第二张是美国总统的决策流程图,索托先画了三条线,“顾问—总统”,“小内阁—总统”还有“智库—小内阁—总统”,并且对老宗说,现在第三条流程逐渐占据主流,所谓的小内阁其实是总统的四套幕僚班子,即顾问办事班子、外交安全政策班子、经济政策班子、国内政策班子——各智库先向政府提出各种政策研究报告,然后小内阁的班子对这些报告做进一步的分析研究,挑选出较好的来供总统选择。
“这也算是比较名副其实的集思广益了,决策也更容易有连续性,那么这些智库都是什么东西呢,如果按照你画的流程,智库是最基础的起点。”
“其实就是各种公私不分的研究机构和公司,挂着智库的牌子。”
索托便在第二张纸上给老宗继续画着,交代在美国,钱应该怎么花:
私人财富不能走,所以更方便的是注册家公司,公司再给某个基金会或某所大学捐钱,让公司老板兼任基金会或大学的董事职位,再由基金会和大学牵头,组建政策规划组织机构也就是所谓的“智库”,再让这个老板来捐款,并兼任智库的董事,这批基金会、智库还有大学再发动媒体宣传和学术研究,向政府各委员会还有全国新闻机构提出各式各样的研究报告,但要注意,它们还能提出“人才建议”和“政策建议”,也就是我刚才所画的“智库—小内阁—总统”的决策流程图,人才建议就是能向政府部门“输送优秀人才”,而政策建议便可以左右政府决策或干涉国会立法。
画到最后,老宗瞪着鬼画符般的纸张,上面是密密麻麻的线头和词汇,理了很长时间,总算有了明晰的头绪,他对索托说:
“也就是说,美国政策的源头就是大企业大公司还有私人资本家。

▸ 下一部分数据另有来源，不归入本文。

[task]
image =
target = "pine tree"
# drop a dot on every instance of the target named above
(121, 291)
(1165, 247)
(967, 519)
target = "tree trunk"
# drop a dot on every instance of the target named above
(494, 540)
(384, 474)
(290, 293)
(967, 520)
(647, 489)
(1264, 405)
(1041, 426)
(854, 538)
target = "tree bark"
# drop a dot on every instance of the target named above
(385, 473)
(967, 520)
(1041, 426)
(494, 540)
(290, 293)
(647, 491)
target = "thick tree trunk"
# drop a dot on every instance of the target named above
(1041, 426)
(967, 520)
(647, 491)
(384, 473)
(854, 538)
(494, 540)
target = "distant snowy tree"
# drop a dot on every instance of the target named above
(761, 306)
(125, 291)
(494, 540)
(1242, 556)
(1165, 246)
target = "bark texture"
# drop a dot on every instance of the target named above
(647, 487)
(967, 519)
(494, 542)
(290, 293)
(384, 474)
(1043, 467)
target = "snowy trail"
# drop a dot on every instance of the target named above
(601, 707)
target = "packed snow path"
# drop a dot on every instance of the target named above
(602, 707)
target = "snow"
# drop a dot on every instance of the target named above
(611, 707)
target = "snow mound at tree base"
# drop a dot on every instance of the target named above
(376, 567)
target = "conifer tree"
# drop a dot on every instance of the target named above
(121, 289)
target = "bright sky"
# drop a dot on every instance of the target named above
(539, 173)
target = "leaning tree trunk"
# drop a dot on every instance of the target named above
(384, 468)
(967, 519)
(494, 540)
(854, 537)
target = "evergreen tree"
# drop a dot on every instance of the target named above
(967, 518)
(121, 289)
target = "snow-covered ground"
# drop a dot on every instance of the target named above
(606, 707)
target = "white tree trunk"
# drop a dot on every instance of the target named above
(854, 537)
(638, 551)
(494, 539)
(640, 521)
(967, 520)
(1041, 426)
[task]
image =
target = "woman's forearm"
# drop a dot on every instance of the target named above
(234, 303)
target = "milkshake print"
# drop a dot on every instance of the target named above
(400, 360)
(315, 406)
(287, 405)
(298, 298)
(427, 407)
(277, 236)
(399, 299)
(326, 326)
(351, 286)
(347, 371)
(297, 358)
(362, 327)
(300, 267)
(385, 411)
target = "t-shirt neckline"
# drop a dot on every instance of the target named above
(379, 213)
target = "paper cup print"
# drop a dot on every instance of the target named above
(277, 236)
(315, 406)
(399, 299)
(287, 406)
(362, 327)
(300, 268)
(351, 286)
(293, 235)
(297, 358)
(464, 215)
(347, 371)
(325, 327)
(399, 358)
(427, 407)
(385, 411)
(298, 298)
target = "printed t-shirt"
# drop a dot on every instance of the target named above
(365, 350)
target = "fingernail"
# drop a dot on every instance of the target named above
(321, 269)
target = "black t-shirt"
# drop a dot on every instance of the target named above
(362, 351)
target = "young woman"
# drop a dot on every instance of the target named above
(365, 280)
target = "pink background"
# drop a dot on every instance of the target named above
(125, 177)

”
“对。”
“因为按照这张图,所有影响国策的钱,都是他们提供的。”
“是,这个源头就是大型工业企业、金融财团、军工复合体、传媒公司。”
“这些金钱全都投在智库上,智库给国策绘画蓝本。”
“是的,表面上智库是没党团属性的,他们多是企业执行官、律师、学者、大学主管或媒体专家,但他们的收入全是来自于形形色色的基金会的。”
“蓝本再给小内阁,最后交给总统来拍板,这是终点。”
“是的,内阁和小内阁,还有各行政部门官员,好多也是基金会和智库里输送进来的。”
“那总统到底算什么?”
“最终决策者啊!”
“可是总统自己的判断呢?”
“他不是根据智库的建议做出最终决策了吗?”索托说总统其实就是个考生,负责给每个选择题勾选项就好。
当然总统也可以提出体现自己构想的国策,不过也要亲自过关斩将才行。
“那我明白钱该如何花了……搞个基金会对不对?”
“是的老宗,你太聪明了,基金会叫什么中美友好基金会或对华政策研究中心都可以的。”
“然后我再掏钱去美国大学和智库雇喇叭、枪手。”
“也可以雇佣掮客和政府官员搭线,请官员发表演说会摇旗呐喊什么的,出场费包个两万美元的红包,合理合法。”
“最后再影响总统。”
“是,我们要尊重卡特总统,他毕竟是最终决策者。”
“那我只要让美国国家安全顾问布热津斯基高兴不就行了?”
“太对了,老宗!现在你总算懂了,不是总统让布热津斯基博士做事,而是博士让总统做事。”